Eric Lee

No. 61, 47, 75, 55, 45
- Position: Defensive end

Personal information
- Born: August 6, 1994 (age 31) Panama City, Florida, U.S.
- Height: 6 ft 3 in (1.91 m)
- Weight: 255 lb (116 kg)

Career information
- High school: Daphne (Daphne, Alabama)
- College: South Florida
- NFL draft: 2016: undrafted

Career history
- Houston Texans (2016–2017)*; Buffalo Bills (2017); New England Patriots (2017); Detroit Lions (2018–2019); New England Patriots (2019)*;
- * Offseason and/or practice squad member only

Career NFL statistics
- Total tackles: 25
- Sacks: 3.5
- Forced fumbles: 0
- Fumble recoveries: 0
- Interceptions: 1
- Stats at Pro Football Reference

= Eric Lee (American football) =

American football player (born 1994)

Eric Lee (born August 6, 1994) is an American former professional football player who was a defensive end in the National Football League (NFL). He played college football for the South Florida Bulls and signed as an undrafted free agent with the Houston Texans.

==Professional career==
===Houston Texans===
Lee signed with the Houston Texans as an undrafted free agent on May 6, 2016. He was waived by the Texans on September 3, 2016 and was signed to the practice squad the next day. After spending his entire rookie season on the practice squad, Lee signed a reserve/future contract with the Texans on January 16, 2017.

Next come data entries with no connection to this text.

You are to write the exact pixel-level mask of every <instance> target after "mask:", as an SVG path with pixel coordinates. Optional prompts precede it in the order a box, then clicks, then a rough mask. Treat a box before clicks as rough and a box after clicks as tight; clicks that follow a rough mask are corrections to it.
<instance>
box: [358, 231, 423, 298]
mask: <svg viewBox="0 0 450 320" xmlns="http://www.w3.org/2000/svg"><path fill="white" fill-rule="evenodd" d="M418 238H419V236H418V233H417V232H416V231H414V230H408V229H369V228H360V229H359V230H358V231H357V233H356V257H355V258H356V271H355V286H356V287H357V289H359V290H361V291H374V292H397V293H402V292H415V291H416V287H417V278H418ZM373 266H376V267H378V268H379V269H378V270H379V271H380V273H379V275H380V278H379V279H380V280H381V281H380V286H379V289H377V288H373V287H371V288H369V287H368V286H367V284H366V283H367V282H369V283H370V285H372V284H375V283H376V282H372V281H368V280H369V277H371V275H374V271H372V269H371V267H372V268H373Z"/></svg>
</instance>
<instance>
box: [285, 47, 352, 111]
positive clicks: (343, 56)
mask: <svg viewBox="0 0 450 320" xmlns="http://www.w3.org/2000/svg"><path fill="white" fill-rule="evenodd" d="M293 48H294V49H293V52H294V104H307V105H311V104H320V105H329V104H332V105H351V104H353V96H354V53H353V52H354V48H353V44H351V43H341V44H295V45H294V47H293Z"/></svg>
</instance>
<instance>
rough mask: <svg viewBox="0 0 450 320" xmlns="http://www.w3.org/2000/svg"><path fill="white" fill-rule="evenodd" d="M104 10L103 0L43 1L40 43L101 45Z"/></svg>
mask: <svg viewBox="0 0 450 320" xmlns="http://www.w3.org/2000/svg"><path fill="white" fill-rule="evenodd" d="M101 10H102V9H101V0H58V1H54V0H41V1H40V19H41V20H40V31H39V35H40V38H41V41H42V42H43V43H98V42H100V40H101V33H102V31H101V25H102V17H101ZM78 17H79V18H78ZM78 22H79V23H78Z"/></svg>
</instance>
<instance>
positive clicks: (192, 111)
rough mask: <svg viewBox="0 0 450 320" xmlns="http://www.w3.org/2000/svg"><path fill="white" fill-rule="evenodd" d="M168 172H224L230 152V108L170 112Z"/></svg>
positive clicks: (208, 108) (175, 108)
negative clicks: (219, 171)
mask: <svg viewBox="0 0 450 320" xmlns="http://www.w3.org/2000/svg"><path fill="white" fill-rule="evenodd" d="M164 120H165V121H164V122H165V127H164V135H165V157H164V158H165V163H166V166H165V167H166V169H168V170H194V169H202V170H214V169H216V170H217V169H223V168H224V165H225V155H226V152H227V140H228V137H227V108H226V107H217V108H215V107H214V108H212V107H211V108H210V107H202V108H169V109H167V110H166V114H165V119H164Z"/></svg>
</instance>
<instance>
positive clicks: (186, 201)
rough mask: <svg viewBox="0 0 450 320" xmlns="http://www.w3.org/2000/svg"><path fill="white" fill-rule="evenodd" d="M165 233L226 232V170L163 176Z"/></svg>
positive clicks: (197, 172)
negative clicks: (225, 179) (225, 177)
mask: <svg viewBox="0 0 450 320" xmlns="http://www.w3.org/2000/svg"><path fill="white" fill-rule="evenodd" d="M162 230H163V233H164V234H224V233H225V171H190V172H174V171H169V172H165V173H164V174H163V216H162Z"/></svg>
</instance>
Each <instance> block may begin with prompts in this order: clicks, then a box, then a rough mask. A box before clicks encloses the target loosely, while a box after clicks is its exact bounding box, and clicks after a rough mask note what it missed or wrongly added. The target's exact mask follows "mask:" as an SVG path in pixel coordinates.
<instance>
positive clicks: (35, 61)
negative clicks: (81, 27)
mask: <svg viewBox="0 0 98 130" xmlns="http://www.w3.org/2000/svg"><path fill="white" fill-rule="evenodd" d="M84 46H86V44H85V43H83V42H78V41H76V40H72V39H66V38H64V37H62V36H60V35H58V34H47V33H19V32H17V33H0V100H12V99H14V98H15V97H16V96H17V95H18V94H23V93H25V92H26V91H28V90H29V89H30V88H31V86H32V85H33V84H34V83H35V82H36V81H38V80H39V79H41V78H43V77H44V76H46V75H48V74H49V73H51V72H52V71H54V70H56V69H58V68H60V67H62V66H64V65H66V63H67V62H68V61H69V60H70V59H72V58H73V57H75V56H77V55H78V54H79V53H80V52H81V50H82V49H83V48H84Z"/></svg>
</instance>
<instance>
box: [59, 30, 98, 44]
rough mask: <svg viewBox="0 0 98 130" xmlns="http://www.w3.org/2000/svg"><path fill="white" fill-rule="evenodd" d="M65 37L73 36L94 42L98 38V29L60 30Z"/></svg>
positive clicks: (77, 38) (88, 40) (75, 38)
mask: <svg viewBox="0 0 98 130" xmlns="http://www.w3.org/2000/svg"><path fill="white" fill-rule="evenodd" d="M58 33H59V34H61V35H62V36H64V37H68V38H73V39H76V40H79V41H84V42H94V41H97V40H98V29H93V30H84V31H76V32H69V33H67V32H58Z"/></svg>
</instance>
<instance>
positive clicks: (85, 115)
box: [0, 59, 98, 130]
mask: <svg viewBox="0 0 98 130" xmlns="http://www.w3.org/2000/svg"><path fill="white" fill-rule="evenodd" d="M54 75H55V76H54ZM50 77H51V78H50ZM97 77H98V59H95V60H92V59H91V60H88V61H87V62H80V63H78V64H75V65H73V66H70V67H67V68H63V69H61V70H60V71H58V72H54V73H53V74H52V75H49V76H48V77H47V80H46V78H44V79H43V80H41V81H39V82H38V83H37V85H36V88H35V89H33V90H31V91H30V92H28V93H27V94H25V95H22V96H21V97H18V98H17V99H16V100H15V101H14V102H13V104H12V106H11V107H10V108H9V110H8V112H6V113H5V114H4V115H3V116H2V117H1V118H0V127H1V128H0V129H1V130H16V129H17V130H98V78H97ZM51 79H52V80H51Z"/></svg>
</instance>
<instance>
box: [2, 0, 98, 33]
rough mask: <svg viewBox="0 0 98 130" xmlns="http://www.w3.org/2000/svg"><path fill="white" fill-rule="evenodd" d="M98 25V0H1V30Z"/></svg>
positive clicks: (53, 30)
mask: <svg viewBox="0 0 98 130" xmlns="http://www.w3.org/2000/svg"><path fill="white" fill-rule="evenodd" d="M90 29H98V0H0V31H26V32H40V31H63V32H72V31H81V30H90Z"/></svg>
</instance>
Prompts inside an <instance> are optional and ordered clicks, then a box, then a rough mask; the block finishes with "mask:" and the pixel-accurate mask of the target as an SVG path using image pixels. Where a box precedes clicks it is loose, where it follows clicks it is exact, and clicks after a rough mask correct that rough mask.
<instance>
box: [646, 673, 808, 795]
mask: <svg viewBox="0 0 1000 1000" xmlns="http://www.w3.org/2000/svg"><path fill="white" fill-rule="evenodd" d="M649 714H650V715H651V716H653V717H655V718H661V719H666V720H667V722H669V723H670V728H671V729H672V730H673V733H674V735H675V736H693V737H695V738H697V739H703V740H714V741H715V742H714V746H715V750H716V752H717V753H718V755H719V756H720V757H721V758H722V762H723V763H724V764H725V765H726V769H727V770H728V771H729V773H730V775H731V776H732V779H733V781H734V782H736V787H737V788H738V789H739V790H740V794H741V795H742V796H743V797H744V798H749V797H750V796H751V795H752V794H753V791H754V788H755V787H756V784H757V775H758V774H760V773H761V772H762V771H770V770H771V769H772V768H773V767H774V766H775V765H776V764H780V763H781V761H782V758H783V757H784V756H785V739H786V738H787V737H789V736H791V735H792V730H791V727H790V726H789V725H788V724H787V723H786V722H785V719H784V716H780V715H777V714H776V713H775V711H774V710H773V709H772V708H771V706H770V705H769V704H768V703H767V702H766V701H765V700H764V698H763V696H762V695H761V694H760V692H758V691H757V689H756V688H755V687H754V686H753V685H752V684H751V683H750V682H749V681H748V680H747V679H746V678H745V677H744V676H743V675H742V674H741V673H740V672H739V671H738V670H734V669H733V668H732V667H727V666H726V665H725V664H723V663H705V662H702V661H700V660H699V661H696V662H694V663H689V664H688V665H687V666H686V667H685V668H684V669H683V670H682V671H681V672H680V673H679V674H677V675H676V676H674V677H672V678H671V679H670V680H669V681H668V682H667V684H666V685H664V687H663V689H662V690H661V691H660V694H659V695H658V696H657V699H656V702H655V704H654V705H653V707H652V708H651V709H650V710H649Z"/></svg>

On September 2, 2017, Lee was waived by the Texans.

===Buffalo Bills===
On September 5, 2017, Lee was signed to the Buffalo Bills' practice squad. He was promoted to the active roster on September 29, 2017. He was waived on October 3, 2017 and was re-signed to the practice squad.

===New England Patriots===
On November 21, 2017, Lee was signed by the New England Patriots off the Bills' practice squad. He made his NFL debut in Week 12, recording four tackles and his first career sack in a 35-17 win over the Dolphins. The following week he again impressed, gaining 1.5 sacks, 4 tackles, 1 interception, and 1 pass deflection in a 23-3 win against his old team, the Buffalo Bills. Thus bringing him to 8 tackles, 1 interception, 2.5 sacks, and 1 pass deflection in his first 2 games. Lee reached Super Bowl LII with the Patriots, but the team fell short to the Philadelphia Eagles by a score of 41-33.

On September 1, 2018, Lee was waived by the Patriots as part of the roster cutdown.

=== Detroit Lions ===
On September 3, 2018, Lee was signed to the Detroit Lions' practice squad. He was promoted to the active roster on September 29, 2018. He was waived on November 20, 2018 and re-signed to the practice squad. He was promoted back to the active roster on December 5, 2018. He was released during final roster cuts on August 30, 2019. He was re-signed to the Detroit Lions practice squad on September 13, 2019. He was released on October 9.

===New England Patriots (Second Stint)===
On December 11, 2019, Lee was signed to the Patriots practice squad. His practice squad contract with the team expired on January 13, 2020.